About


Biography

Dutch photographer Lars van de Goor was born in 1964 on a houseboat in the middle of lush farmland, and here he grew up being virtually part of the nature that surrounded him. His first passion was music, joined by photography in 2007, and the link between both is composition. At the time he first picked up a camera he was living near Amsterdam and he would go out on his bicycle to explore his local area looking for pictures. Near his house was a long tree-lined canal, and he began to look for interesting compositions along its banks. After posting the images online he received a positive response and it encouraged him to become more involved. The fact that he has no formal training is something he’s pleased about because he doesn’t feel limited by any rules.

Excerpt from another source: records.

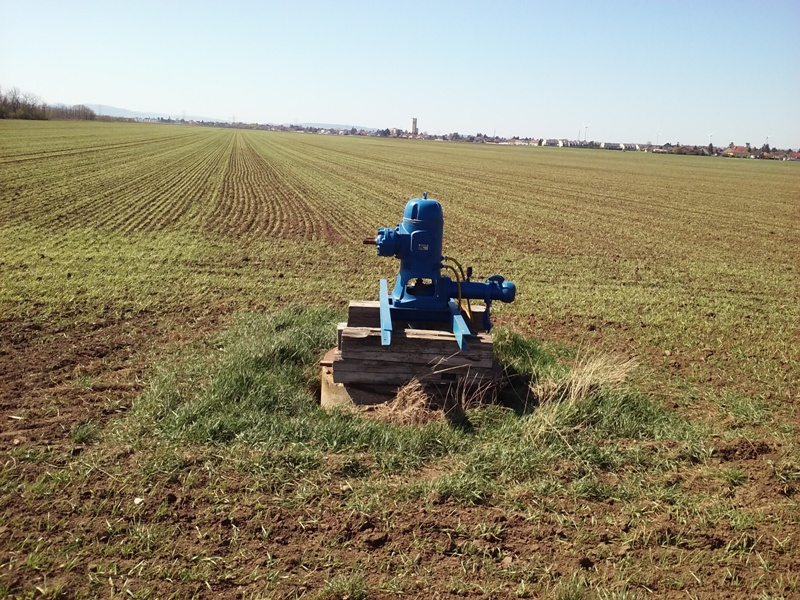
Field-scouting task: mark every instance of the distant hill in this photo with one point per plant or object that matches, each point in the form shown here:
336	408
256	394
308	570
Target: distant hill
113	111
124	113
333	126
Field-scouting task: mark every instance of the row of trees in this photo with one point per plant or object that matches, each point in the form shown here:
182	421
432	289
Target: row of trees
15	104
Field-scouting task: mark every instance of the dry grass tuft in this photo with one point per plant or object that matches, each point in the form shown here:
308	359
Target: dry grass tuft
412	405
585	378
560	397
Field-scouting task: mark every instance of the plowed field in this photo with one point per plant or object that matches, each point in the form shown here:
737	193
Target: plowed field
123	245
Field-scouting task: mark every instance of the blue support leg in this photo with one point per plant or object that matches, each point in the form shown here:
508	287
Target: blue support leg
460	328
386	315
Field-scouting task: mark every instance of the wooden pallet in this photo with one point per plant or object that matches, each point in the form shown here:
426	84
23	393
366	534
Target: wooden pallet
432	356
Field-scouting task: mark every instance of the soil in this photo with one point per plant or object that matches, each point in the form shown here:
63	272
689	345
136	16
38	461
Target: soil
246	540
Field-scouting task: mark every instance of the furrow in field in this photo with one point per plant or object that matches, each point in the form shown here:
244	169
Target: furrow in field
256	200
67	193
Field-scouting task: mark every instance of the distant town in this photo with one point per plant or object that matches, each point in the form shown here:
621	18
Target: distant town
15	104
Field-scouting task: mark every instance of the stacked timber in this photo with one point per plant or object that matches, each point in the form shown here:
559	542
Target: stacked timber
430	356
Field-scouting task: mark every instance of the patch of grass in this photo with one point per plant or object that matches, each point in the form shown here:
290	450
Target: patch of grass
85	432
257	386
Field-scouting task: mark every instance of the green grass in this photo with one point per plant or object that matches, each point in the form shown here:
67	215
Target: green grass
257	385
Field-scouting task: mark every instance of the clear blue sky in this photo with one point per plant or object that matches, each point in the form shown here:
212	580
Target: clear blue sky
628	70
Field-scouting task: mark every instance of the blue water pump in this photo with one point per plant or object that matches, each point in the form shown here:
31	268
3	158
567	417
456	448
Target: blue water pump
422	296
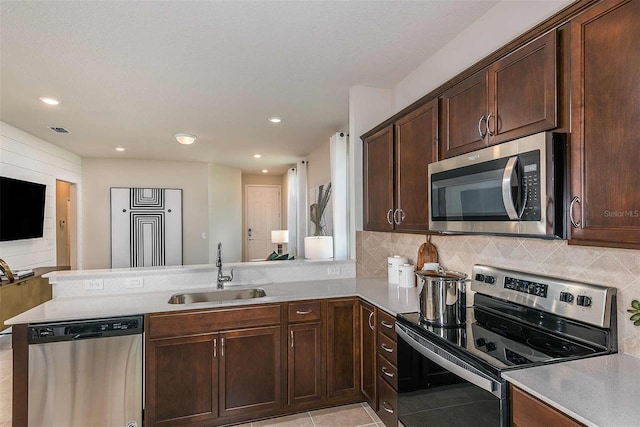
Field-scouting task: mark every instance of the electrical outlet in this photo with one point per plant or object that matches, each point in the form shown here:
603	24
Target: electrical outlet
333	270
135	282
94	284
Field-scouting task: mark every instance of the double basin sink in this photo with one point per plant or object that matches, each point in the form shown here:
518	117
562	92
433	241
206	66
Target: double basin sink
216	296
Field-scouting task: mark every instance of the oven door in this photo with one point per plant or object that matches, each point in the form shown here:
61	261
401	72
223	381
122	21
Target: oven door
438	388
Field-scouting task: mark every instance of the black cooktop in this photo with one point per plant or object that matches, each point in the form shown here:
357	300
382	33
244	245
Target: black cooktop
503	342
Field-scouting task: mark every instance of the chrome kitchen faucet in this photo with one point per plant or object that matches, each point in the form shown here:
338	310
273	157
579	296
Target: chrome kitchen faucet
222	278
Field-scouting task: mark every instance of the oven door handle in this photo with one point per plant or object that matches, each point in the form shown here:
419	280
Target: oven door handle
510	170
475	379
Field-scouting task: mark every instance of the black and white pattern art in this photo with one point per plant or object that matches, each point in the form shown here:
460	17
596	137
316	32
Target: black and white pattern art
146	227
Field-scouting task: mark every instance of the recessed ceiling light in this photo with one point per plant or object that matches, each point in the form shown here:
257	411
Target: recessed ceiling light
185	138
49	101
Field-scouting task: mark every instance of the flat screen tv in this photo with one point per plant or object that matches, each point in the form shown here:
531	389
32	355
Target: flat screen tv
21	209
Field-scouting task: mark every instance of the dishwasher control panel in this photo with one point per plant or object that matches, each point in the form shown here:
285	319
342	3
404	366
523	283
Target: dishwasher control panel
85	329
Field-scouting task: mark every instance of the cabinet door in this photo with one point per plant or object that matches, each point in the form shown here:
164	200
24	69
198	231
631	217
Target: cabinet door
250	379
523	91
378	180
181	380
305	363
416	147
605	144
343	350
464	114
368	352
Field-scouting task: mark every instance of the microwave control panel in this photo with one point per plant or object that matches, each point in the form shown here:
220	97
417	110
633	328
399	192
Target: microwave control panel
531	183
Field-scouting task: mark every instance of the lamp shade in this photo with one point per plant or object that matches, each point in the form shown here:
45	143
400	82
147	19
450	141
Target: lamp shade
279	236
318	247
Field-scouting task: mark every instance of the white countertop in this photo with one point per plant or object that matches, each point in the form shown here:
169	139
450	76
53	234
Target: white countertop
377	291
597	391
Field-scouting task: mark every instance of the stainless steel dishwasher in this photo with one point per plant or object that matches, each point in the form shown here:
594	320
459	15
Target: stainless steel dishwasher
86	373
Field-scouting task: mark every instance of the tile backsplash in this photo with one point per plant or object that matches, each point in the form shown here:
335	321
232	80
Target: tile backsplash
619	268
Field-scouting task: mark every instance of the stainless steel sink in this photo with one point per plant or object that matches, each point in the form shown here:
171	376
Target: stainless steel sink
213	296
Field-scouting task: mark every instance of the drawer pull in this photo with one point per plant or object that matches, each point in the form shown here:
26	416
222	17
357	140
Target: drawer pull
387	373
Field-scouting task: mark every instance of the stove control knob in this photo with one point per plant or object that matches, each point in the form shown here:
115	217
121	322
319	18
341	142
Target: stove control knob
584	301
566	297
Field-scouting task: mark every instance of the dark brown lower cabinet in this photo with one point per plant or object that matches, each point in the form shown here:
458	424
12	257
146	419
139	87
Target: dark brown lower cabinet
527	411
249	371
305	363
343	349
182	380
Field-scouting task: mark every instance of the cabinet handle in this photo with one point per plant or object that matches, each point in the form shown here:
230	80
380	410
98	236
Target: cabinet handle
575	200
387	373
489	125
482	135
371	325
385	348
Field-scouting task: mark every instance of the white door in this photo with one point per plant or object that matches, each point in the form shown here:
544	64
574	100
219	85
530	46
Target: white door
263	215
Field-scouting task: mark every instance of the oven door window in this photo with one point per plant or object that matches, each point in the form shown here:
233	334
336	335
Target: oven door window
475	192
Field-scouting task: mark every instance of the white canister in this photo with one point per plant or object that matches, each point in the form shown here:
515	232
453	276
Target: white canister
392	267
406	276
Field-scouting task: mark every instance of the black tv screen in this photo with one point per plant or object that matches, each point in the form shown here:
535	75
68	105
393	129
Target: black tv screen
21	209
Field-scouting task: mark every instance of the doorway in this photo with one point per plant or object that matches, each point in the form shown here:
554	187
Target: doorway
66	227
262	216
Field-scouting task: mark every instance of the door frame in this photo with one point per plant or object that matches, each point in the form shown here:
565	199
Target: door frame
245	214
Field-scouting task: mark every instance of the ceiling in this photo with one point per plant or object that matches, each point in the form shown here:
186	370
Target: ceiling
133	73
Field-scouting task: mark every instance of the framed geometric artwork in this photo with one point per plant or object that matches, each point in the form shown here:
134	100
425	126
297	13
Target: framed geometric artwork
146	227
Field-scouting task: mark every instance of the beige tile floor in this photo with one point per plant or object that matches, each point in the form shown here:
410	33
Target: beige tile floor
356	415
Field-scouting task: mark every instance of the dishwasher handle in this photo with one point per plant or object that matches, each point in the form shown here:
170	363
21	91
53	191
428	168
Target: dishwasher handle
86	335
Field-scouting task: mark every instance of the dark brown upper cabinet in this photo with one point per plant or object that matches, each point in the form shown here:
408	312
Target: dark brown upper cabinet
514	97
395	171
605	135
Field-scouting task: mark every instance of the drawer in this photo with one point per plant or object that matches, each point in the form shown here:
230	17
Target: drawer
304	311
387	404
192	322
388	348
386	324
388	372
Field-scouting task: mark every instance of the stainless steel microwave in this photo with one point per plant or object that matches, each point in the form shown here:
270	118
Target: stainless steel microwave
514	188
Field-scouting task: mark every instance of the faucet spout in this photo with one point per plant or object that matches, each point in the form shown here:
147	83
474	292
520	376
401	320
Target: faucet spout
221	277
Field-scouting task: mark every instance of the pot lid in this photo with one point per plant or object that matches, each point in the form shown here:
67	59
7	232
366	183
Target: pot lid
449	274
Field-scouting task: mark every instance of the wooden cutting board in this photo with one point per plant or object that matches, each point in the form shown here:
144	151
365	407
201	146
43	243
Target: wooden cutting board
427	253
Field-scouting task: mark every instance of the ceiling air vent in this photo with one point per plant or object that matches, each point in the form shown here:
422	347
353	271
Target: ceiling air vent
58	129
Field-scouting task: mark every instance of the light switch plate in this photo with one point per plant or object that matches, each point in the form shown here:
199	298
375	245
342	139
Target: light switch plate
94	284
135	282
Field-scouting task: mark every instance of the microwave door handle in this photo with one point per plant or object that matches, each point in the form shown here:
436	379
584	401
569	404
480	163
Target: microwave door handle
507	198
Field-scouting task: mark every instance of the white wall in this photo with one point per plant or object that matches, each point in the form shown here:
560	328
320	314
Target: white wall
99	175
225	213
25	157
500	25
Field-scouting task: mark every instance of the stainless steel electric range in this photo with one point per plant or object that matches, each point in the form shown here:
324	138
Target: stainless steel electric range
452	376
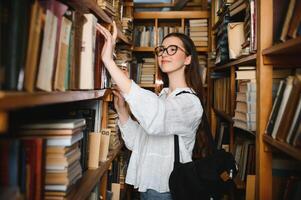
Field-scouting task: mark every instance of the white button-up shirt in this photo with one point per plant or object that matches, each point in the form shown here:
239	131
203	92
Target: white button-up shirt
152	139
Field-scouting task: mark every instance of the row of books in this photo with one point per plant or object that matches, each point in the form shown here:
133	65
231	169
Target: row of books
284	121
245	110
145	71
244	154
287	20
236	31
61	48
221	94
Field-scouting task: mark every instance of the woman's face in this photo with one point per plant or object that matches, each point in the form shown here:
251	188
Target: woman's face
174	57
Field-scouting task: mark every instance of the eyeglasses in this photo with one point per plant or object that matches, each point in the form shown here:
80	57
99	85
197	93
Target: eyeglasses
170	50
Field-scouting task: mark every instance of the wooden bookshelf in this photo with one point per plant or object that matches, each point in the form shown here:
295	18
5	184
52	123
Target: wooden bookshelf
171	15
247	60
202	49
223	115
83	188
88	6
147	85
143	49
283	54
290	47
151	49
16	100
284	147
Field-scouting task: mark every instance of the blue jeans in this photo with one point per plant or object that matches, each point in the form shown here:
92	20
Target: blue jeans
154	195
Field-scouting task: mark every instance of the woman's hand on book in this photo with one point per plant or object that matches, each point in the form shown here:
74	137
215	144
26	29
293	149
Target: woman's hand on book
120	105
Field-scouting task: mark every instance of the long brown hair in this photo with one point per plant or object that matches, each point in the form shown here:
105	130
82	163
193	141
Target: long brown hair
204	141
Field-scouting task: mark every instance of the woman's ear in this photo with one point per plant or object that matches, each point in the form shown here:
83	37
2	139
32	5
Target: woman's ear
187	60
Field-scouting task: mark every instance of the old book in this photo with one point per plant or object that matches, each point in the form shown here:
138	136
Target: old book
290	109
284	101
86	78
287	20
78	20
34	155
49	132
245	74
94	145
44	77
294	123
235	38
62	57
98	60
104	144
295	21
275	108
33	50
250	187
116	191
56	124
279	13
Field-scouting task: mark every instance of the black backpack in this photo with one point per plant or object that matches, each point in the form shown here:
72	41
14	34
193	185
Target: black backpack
205	178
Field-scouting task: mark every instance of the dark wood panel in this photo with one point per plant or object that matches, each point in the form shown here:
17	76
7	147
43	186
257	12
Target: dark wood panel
15	100
284	147
82	189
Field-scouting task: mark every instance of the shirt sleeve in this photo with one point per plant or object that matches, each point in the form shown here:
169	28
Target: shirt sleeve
131	131
176	115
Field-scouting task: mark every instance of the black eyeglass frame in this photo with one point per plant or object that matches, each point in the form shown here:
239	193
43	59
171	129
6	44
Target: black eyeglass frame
166	49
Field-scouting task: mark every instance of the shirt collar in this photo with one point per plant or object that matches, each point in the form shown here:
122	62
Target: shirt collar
165	91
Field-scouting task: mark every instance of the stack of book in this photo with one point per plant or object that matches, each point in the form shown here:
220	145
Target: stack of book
112	124
127	27
107	6
284	121
203	62
62	156
198	32
144	36
148	71
222	52
245	111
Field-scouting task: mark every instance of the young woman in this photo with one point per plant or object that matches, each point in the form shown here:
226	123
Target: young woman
173	112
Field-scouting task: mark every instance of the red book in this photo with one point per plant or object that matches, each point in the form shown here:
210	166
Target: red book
35	165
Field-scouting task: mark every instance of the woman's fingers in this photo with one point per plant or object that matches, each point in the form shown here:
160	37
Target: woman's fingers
114	31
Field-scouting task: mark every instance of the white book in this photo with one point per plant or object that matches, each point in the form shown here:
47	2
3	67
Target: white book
64	141
86	80
286	94
57	124
104	144
62	188
291	130
45	73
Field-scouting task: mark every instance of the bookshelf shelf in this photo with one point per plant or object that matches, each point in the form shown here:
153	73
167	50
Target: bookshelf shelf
148	85
248	60
252	133
151	49
284	54
282	146
87	6
223	115
171	15
90	5
143	49
239	183
290	47
82	189
202	49
15	100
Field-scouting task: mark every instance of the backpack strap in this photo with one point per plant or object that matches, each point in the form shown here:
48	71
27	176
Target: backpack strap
207	127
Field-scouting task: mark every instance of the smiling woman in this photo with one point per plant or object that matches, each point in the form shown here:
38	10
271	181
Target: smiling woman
159	118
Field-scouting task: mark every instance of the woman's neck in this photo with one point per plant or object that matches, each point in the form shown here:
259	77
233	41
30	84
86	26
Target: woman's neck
176	82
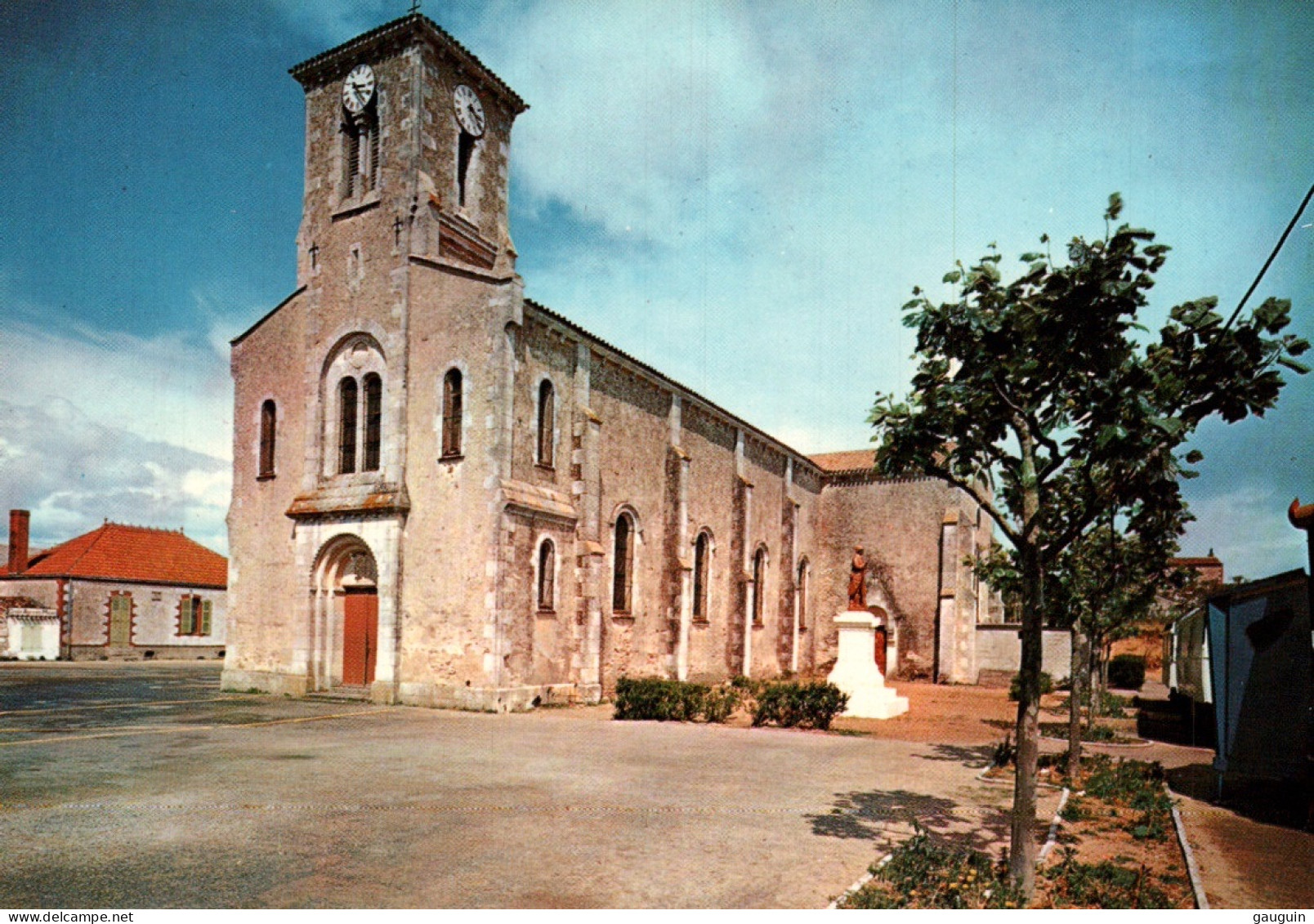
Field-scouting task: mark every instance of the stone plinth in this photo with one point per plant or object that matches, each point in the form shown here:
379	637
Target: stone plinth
856	671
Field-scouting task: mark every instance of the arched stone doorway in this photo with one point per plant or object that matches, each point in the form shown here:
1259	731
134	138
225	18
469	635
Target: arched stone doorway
346	614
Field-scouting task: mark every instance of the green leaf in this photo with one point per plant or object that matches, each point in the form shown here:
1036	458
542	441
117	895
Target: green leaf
1115	207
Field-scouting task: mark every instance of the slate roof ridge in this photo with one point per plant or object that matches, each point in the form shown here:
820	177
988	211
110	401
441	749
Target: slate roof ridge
669	382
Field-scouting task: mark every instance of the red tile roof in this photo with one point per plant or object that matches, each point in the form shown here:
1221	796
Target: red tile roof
118	552
1301	517
851	460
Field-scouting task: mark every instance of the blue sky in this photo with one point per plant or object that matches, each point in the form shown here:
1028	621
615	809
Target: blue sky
743	194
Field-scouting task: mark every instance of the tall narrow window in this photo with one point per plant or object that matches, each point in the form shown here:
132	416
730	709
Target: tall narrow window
120	618
194	615
700	555
547	422
623	565
360	153
452	413
464	151
373	421
268	421
547	578
758	578
802	591
347	425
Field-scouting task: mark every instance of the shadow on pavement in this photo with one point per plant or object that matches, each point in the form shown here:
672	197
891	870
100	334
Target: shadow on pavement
1288	806
870	816
968	755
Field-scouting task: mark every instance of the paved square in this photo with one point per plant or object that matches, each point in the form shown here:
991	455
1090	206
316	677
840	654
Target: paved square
144	785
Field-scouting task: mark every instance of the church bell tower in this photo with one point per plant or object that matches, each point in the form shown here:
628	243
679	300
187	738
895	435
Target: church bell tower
408	141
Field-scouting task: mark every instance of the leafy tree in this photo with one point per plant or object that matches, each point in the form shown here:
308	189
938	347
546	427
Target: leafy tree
1104	585
1035	399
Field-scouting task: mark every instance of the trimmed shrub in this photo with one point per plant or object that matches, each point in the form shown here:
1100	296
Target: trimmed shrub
1126	672
799	705
1015	686
656	699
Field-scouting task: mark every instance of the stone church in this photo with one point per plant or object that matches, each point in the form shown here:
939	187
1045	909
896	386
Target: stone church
449	494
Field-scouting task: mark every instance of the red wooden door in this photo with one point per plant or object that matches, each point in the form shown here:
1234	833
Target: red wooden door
360	638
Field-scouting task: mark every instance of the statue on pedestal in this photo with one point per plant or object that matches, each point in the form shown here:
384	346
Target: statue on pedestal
858	580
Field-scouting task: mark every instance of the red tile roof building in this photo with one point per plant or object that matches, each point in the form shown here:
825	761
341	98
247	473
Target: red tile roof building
123	591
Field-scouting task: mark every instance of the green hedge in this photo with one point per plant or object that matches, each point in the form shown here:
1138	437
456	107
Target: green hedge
799	705
656	699
1126	672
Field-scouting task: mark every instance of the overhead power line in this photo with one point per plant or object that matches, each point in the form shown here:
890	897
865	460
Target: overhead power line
1270	261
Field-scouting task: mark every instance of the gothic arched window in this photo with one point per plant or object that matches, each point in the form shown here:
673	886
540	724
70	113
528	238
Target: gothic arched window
702	567
758	578
802	591
547	422
373	421
452	413
347	393
547	576
268	423
623	565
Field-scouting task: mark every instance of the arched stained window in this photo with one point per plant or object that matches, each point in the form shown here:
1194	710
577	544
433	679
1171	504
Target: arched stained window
547	422
758	578
347	393
373	421
702	555
623	565
452	413
268	423
547	576
802	591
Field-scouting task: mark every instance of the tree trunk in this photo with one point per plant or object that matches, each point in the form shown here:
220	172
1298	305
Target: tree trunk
1022	844
1079	675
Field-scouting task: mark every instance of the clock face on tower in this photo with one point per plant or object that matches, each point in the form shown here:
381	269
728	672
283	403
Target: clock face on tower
358	90
469	112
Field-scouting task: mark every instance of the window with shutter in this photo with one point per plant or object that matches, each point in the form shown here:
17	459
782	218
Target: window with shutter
120	619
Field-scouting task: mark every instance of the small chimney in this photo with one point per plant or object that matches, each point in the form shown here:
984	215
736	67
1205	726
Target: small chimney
19	520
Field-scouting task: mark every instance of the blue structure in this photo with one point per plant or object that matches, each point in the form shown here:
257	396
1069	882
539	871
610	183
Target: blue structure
1260	665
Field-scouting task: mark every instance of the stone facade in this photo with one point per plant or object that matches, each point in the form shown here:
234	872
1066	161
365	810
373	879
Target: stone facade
570	516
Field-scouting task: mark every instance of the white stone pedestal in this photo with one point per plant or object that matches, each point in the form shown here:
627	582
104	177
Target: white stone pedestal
856	671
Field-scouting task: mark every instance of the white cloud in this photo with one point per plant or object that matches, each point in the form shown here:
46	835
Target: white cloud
163	388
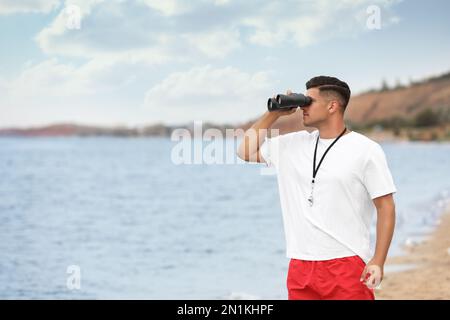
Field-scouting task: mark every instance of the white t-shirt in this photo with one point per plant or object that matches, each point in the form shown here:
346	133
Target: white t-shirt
353	172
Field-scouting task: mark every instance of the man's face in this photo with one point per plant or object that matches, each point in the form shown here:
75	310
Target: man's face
317	111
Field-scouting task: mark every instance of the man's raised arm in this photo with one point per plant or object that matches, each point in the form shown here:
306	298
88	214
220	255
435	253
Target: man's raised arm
248	150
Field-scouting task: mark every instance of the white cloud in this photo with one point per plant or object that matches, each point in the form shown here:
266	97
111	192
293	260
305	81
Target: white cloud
27	6
209	94
167	7
163	31
215	44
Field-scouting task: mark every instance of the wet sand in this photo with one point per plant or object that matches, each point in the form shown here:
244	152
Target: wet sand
430	279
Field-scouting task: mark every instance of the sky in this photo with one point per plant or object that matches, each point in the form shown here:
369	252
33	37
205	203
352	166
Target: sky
141	62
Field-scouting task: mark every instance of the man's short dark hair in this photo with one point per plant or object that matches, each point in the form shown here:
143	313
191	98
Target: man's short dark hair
332	85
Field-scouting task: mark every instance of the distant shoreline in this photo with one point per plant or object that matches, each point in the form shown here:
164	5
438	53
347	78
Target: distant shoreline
430	134
430	279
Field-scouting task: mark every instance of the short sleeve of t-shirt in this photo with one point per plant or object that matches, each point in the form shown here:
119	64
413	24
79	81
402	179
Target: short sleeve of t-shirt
273	148
377	177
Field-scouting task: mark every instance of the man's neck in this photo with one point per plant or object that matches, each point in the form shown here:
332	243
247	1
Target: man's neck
332	133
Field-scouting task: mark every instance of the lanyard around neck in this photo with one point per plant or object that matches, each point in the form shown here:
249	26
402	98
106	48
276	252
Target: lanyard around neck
315	151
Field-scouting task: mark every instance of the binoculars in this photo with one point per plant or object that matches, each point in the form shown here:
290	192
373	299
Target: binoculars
285	102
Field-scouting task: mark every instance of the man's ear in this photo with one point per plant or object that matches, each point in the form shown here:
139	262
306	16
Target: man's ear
333	106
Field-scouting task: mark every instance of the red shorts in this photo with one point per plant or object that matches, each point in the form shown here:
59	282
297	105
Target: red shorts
335	279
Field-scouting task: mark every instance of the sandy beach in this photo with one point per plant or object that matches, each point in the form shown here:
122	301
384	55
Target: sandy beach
430	279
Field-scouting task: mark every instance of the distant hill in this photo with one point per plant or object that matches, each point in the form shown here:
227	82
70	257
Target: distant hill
404	109
414	106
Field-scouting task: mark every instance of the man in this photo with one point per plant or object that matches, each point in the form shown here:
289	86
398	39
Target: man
330	183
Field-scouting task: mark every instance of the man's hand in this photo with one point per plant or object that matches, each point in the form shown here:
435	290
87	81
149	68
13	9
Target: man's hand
372	274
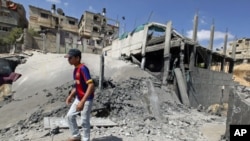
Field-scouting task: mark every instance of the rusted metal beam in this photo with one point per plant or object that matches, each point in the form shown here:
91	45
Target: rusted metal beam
195	28
224	51
211	42
166	54
144	44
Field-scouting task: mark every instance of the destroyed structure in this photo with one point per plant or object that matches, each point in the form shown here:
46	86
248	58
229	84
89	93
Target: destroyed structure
242	53
156	47
93	28
12	15
57	30
179	60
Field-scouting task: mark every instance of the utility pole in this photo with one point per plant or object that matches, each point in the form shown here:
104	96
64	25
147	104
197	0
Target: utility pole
224	51
103	31
211	42
167	54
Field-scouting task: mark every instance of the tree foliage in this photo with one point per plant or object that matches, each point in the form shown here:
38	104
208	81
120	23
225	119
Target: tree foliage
11	37
32	32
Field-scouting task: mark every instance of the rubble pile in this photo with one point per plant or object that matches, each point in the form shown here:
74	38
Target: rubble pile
131	97
128	104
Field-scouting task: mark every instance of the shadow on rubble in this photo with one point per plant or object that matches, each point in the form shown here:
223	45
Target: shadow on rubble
107	138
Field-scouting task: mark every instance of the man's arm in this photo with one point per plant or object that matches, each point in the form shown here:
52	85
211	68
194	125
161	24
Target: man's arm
71	95
89	91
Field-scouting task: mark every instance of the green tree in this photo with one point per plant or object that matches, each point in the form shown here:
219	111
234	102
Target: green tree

Over time he learned through creating numerous over and under-composed and blurry images, and it’s enabled him to perfect an approach that is entirely his own.

Lars van de Goor

Awards/Exhibitions

Since entering the Hasselblad Masters Awards in 2010 Lars had a period where he was consolidating his approach, and during that time he didn’t submit work to any competitions or awards. However this has all changed in 2016 and as well as winning the Landscape section of the Hasselblad Masters.  Lars also took first prize in the ‘Season & Weather’ and a Gold Medal in the ‘Streets and Paths’ categories of the prestigious Trierenberg Super Circuit, the world’s largest photo salon.

Inspirations

While influenced by romantic landscape painters, Dutch Masters such as Barend Cornelius Koekkoek (1803-1862), and also the work of other photographers, both hobbyists and professionals, Lars’s prime source of inspiration comes from the mysterious encounter of nature and light, and the main theme of his work is the trees of his native Gelderland. These he respectfully depicts in their old power and timeless energy, and their mingling with the famous Dutch light yield landscapes with dragons as well as mysterious cathedrals, at times eerie in their sublime other worldliness. His images open a window to air and time, even sound and smell. Only occasional people in the frame or the inclusion of man-made objects remind the viewer that they are still on their own planet.